Amazon Pricing - Expensive or Cheap?
Amazon ondemand nodes are fantastic for rapid iteration, but using them in production is expensive naivety. It is expensive for Amazon to maintain spare capacity to allow customers to launch any of the wide variety of nodes they offer ondemand. Forecasing demand at Amazon scale can’t be easy. As a result, Amazon recommends that customers buy reserves with an upfront payment then pay a discounted rate after. This is brilliant as it shifts the capacity-planning burden to each customer. This would net us a 60% discount if we we could forecast our AWS usage perfectly.
Fortunately Amazon also has a spot-pricing model. Spot prices can be 70-90% lower than ondemand (we’ve also seen them 50% higher). The downside is that Amazon can kill these nodes at any point and node availability is limited compared to ondemand. Given that Amazon competition can’t match spot prices, Amazon might be selling their unused ondemand capacity at cost. I doubt that anyone smaller than Amazon can maintain their own hardware with salaried ops for less than Amazon’s spot prices.
We spent 2014 retrofitting our c-i architecture to cope with failure so we can run more of our workload on spot nodes.
On our January AWS bill we were 30% more cost-efficient. This was accomplished late in the month, we managed to have the bill not go up to cope with a higher-than-ever load. For February we were aiming to drop the bill to under $80K. The following is a summary of where we are.
- We now run the majority of our workload on Amazon spot nodes. Ondemand:spot ratio is between 2:1 and 7:1. Note we still pay more for ondemand portion of our bill because ondemand is a lot more expensive
- At $74,389.03, our Feb bill is 36% lower than Jan.
- Our current AWS spending per job is approximately half of what we paid in December
- We now bid on a range of AWS node types to maximize node availability and minimize price. This results in >=50% lower spot bill. We now run a portion of our workload on 2x-faster VMs when cheaper spot machine types are not available.
- Our AWS scheduler ramps up slower now to avoid temporary overprovisioning. Note the improvement on the right side of the graph (tall & narrow spikes are bad)
- We are evaluating hostedgraphite.com for monitoring our efficiency. It’s nice to have someone offer a well-supported open-source-compatible solution that can cope with 30K+ of metrics our 1000s of VMs generate.
- Halved Linux Firefox and Android try build time via a shared S3 object cache
- Halved B2G builds via jacuzzis
Mozilla Data Center plans for March
Amazon S3 is cheap, fast and robust. EC2 is incredibly flexible.
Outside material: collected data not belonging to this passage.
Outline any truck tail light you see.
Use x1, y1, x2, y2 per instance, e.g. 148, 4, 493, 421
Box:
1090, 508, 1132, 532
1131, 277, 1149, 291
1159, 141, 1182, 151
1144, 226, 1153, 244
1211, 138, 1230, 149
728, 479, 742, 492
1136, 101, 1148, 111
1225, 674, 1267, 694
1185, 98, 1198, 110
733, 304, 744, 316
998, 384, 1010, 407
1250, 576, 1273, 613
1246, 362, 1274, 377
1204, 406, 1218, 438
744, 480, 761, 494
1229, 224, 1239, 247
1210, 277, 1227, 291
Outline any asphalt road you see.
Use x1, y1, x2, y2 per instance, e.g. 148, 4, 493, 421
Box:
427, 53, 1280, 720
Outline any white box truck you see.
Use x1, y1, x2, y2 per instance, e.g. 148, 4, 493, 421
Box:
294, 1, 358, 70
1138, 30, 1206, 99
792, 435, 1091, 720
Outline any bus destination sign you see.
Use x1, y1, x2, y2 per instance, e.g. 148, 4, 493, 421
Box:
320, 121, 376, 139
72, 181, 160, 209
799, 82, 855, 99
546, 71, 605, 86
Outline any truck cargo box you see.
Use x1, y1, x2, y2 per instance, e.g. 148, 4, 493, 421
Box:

Both are great for quickly iterating on cool ideas. Unfortunately most of our infrastructure runs on physical machines. We need to improve our non-elastic inhouse capacity with what we learned in the cloud:
- Use a shared object cache for Windows/Mac builds. This should more than double Windows build speed. The plan is to use Ceph for S3-compatible shared object storage.
- Get OpenStack bare metal virtualization working so we could move as fast there as we do in EC2
Cloud Plans for March
- Eliminate EBS usage for faster builds, 10% lower EC2 bill. Amazon EBS is the antithesis of cost-effectiveness.
- Deploy more jacuzzis for faster builds, less EC2 instances
- Run more things on spot, switch to cheaper ondemand nodes, maybe buy some reserves
- Bid on an even wider variety of spot nodes
- Probably wont hit another 30% reduction, focusing on technical debt, better metrics, etc
- Containerization of Linux builds
Cloud APIs make cost-oriented architectures fun. Batch nature of c-i is a great match for spot.
In general, spot is a brilliant design pattern, I intend to implement spot workloads on our own infra. It’s too bad other cloud vendors do not offer anything comparable.